This article by Michael Smith first appeared in the Credo column of The Times on 7 November 2008.
Never has a financial crisis focused so starkly on moral, ethical and even spiritual issues. The words used by commentators have run the gamut of emotions: greed, dishonesty and fear, panic replacing confidence, risk and hubris versus prudence, and faith in the banking system or lack of it. Never have the virtues of trust and integrity been more needed in the global economy.
The whole edifice was built on maximising profit, and a dishonest assessment of individual borrowers’ creditworthiness. It was bound to end in tears, and now millions pay the price in increased taxes and unemployment. Despite the pain, it may all be healthy in the long run. The crisis is a chance to re-examine fundamental motives; and to ask how capitalism at its best is supposed to work. Where is our faith place? In markets and profit? Or in something deeper?
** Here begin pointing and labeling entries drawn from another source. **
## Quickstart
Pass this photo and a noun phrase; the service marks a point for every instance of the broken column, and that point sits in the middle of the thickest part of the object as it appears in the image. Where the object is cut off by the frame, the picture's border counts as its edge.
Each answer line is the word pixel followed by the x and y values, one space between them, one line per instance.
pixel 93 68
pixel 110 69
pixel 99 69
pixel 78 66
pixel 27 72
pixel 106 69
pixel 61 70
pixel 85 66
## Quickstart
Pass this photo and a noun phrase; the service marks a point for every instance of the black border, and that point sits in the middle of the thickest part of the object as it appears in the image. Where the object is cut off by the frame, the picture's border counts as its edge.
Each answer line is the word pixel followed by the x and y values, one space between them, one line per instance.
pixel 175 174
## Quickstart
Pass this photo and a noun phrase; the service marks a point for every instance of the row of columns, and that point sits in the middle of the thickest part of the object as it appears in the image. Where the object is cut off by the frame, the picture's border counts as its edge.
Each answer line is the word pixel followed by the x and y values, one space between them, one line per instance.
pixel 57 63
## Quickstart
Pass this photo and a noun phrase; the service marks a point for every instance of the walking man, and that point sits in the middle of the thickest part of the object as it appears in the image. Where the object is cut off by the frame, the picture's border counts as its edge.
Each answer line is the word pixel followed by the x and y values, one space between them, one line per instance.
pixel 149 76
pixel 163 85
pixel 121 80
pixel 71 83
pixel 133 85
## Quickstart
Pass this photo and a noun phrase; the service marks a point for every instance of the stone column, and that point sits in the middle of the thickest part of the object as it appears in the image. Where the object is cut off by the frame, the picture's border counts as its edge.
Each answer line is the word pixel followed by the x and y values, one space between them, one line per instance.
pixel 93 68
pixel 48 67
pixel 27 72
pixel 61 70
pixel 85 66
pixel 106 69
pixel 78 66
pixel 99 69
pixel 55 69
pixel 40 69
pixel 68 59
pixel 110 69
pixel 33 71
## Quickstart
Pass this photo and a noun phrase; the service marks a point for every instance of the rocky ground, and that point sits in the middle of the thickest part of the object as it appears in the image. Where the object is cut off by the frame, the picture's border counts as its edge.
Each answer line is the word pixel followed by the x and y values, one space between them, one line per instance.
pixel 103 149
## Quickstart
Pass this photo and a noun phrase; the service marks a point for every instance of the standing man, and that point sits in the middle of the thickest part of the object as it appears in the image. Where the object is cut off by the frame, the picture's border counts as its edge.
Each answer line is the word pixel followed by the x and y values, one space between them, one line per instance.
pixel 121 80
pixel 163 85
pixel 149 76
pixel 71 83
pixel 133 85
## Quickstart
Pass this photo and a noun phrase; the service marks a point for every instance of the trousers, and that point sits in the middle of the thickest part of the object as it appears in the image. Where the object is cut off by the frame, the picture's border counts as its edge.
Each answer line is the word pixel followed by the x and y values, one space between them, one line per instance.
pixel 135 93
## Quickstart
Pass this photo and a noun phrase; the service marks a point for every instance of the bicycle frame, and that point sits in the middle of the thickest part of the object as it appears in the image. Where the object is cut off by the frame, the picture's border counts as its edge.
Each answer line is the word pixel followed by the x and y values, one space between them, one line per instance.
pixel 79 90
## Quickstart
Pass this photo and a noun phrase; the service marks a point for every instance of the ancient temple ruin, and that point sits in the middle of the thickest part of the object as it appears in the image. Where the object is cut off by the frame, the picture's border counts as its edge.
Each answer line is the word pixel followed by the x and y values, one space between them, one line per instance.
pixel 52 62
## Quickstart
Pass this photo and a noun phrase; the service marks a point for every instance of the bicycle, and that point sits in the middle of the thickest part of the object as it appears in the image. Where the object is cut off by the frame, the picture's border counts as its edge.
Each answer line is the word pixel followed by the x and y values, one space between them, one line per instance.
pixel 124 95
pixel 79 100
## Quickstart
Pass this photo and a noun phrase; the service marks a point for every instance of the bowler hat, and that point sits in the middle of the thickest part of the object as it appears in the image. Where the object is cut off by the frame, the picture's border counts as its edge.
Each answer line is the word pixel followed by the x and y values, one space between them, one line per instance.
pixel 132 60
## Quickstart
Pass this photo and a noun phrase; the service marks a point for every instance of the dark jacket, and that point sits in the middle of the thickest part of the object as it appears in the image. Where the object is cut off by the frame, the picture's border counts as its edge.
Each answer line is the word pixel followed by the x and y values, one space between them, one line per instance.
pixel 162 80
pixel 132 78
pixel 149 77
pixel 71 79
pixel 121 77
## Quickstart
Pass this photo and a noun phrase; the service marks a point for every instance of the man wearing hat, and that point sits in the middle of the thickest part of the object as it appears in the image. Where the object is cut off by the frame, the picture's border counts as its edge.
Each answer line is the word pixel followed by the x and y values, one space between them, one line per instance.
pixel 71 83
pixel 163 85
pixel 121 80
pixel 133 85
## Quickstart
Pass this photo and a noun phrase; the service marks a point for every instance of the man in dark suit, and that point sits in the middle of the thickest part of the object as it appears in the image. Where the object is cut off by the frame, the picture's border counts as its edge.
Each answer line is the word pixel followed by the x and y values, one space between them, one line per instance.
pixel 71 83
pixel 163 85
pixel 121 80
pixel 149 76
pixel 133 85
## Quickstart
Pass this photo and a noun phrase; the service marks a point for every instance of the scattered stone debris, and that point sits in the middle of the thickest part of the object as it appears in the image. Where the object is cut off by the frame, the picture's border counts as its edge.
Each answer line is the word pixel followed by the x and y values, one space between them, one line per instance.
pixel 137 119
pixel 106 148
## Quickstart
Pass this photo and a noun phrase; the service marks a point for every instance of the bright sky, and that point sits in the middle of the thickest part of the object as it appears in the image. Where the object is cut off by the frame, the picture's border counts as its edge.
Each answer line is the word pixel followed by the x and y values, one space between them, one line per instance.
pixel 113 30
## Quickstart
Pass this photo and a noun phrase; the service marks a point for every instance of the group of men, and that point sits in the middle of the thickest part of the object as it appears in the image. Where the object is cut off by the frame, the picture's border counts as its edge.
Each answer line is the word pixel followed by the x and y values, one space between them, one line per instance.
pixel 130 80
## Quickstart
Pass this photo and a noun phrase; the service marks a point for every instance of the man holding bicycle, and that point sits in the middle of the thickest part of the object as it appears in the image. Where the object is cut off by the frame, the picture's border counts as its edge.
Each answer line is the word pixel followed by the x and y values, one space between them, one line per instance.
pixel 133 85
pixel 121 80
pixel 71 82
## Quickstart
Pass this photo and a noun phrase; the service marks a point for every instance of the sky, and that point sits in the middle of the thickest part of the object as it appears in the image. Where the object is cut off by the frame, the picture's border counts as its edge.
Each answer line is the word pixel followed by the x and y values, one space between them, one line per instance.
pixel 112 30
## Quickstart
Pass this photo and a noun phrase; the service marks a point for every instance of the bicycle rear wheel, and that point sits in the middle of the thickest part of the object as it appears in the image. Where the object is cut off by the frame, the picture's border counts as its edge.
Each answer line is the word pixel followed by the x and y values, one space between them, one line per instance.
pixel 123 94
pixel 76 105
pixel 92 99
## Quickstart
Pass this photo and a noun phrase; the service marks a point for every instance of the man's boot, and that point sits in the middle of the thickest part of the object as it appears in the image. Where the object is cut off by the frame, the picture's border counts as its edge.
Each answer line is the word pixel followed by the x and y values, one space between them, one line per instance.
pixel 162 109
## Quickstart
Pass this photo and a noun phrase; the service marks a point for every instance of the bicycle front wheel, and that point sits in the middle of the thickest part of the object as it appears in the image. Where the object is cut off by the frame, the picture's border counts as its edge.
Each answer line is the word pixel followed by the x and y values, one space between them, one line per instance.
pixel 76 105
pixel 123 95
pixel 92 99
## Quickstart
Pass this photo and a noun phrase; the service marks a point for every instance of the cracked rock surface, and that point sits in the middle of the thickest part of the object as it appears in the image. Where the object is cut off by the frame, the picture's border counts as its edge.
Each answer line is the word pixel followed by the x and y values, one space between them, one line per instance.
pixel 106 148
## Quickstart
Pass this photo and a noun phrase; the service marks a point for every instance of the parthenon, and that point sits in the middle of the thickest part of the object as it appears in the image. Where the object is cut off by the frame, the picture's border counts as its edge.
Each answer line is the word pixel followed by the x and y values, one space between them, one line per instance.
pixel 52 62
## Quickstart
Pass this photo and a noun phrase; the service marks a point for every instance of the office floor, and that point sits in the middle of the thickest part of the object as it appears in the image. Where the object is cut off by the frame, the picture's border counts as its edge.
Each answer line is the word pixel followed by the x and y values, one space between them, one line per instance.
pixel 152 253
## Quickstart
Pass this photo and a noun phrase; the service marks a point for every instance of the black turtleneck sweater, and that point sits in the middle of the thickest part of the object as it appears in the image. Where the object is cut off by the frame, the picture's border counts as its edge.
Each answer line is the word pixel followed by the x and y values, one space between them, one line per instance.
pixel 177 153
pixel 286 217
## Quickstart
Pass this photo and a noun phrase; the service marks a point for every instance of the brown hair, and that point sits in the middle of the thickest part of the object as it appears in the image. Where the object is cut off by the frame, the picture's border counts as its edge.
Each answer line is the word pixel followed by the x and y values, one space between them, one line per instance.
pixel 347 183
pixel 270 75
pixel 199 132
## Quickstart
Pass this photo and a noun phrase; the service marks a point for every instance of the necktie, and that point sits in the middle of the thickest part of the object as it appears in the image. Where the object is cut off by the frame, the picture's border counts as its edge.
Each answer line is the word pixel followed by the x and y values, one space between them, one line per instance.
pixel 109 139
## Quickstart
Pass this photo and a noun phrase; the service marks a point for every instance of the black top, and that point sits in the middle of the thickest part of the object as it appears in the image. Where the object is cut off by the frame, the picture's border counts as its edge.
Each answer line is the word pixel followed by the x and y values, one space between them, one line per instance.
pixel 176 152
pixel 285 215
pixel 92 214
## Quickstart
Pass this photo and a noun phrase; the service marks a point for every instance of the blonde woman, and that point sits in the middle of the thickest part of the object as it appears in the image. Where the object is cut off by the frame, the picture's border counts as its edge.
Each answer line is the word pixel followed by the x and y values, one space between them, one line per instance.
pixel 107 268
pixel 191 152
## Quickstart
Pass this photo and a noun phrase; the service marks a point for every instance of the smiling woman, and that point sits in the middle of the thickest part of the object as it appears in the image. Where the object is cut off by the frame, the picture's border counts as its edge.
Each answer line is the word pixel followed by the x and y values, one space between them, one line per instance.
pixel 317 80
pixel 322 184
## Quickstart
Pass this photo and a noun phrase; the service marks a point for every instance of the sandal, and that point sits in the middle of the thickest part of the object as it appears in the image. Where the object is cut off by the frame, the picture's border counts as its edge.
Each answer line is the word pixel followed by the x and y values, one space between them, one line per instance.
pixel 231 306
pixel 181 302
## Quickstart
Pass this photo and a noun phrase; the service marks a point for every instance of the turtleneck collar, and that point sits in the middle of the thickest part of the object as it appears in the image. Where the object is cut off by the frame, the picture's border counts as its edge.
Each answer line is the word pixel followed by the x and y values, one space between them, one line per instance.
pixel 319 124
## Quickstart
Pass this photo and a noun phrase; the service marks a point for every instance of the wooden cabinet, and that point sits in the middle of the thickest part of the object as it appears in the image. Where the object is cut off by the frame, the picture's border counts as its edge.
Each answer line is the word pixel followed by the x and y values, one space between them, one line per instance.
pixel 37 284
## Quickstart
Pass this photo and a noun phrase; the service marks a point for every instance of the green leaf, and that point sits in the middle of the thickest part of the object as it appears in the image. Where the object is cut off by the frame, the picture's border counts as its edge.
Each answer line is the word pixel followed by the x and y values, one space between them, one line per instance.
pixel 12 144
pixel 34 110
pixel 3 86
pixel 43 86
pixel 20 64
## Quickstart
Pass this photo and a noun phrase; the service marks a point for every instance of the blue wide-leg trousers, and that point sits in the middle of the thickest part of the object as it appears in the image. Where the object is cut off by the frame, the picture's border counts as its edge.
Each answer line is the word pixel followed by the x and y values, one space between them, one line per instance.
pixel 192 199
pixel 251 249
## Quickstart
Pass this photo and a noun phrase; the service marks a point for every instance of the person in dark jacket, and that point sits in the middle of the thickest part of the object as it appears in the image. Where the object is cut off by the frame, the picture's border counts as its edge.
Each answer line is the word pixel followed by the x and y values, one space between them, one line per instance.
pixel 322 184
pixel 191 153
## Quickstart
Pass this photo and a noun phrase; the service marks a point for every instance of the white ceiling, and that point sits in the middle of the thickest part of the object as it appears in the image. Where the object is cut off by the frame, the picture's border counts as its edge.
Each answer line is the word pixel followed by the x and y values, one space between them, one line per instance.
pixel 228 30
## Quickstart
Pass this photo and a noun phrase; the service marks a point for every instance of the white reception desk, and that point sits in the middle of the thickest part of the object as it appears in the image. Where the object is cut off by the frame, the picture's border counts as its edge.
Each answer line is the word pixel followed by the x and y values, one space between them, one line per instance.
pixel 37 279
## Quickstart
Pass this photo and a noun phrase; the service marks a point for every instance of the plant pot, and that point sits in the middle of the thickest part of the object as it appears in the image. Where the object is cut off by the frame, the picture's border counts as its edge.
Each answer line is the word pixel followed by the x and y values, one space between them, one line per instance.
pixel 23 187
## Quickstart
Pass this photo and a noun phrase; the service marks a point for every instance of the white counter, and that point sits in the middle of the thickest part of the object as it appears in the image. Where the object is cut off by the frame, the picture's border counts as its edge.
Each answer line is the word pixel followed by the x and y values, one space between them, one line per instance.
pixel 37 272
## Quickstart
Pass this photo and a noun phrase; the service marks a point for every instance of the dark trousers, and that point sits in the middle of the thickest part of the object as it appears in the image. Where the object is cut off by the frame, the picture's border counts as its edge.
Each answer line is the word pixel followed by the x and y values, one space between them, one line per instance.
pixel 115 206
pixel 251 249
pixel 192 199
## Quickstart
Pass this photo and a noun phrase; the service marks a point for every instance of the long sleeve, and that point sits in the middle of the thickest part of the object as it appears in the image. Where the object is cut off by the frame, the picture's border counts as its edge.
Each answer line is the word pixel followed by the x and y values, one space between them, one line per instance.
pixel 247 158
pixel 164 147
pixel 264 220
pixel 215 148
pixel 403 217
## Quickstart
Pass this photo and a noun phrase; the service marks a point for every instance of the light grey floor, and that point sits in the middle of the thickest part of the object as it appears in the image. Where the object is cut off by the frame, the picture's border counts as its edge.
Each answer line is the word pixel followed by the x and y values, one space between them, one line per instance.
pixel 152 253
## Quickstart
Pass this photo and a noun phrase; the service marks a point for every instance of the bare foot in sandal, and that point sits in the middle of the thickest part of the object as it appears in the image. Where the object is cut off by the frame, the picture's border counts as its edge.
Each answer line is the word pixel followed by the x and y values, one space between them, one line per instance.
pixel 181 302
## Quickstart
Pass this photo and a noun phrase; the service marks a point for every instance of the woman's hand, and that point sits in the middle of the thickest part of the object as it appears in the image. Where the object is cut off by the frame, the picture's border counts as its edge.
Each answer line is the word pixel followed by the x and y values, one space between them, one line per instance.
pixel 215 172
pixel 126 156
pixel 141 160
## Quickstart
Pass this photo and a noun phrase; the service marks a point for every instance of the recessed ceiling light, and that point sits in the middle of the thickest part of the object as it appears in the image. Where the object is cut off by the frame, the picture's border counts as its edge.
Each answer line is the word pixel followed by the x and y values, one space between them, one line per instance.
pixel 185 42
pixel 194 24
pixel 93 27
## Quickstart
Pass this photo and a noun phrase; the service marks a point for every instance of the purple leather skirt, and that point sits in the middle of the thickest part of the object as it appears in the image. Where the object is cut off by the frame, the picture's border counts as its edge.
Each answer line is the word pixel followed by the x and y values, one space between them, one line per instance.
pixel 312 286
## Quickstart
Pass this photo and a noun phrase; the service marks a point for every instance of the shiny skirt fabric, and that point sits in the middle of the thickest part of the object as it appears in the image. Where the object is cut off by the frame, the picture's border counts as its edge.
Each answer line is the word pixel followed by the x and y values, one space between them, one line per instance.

Of course we all want our finances, including our pensions, to be in safe havens. We search for the best returns on our assets. We move money around. Indeed there is a biblical precedent in Jesus’s parable of the investment and return on talents. The one whose talents increased the most was most praised. The one who buried his talent in the ground (under the mattress?) was most condemned.
But those who are driven solely by the profit motive and “the love of money”, described by St Paul as “the root of all evil”, are discovering that security based on material wealth is an illusion. A curious weakness of human nature says that the more we have, the more we still want. When Rockefeller was asked “How much is enough?” he is said to have replied, “Just a little more”. Yet the roots of security and satisfaction lie elsewhere, not in amassing wealth but in seeking the divine purpose for our lives.
The crisis has called into question the whole capitalist system. Karl Marx’s Das Kapital has been flying off bookshelves. Could the capitalist edifice totally collapse, corrupted from within, like the Roman Empire? Given that it is still the only show in town, how can capitalism be rescued from itself? To answer that question, we can turn to the father of capitalism himself.
We remember Adam Smith for his emphasis on the “invisible hand” of the free market. If each person pursued their own interest, then the common good would also be served. But there was much more to it than that.
Smith was professor of moral philosophy at Glasgow University (1752-64), and it was, he said, “by far the most useful and therefore by far the happiest and most honourable period” of his life.
In 1759, 17 years before he published The Wealth of Nations, he wrote The Theory of Moral Sentiments. In it he referred to “compassion, the emotion we feel for the misery of others”; and “the Impartial Spectator” inside each of us which acted like “a demi-god within the breast”. It was “there to speak for itself and for others”. And “in the race for wealth, if injustice is done, the Impartial Spectator changes sides”. In other words, greed and the profit motive could not be condoned if they led to injustice.
Moreover, Smith described the “man within us” — in today’s language the conscience — as “the Vice-Regent of the Deity”; we needed to “co-operate with the Deity and advance, as far as in our power, the plan of Providence”.
As Stephen Young, of the Caux Round Table group of business executives, argues in his book Moral Capitalism, the separation of Smith’s two texts has given us a distorted notion of how capitalism should work.
Capitalism cannot be separated from conscience and even a divine providence, a guiding hand. For without conscience, without the “invisible hand” of divine grace, untamed capitalism too easily leads to corruption — and to the greed and dishonesty, the loss of humanity and common sense, that we have recently seen in the financial markets. To rescue capitalism and the banking system, we need to revisit Adam Smith’s moral philosophy — and our own consciences.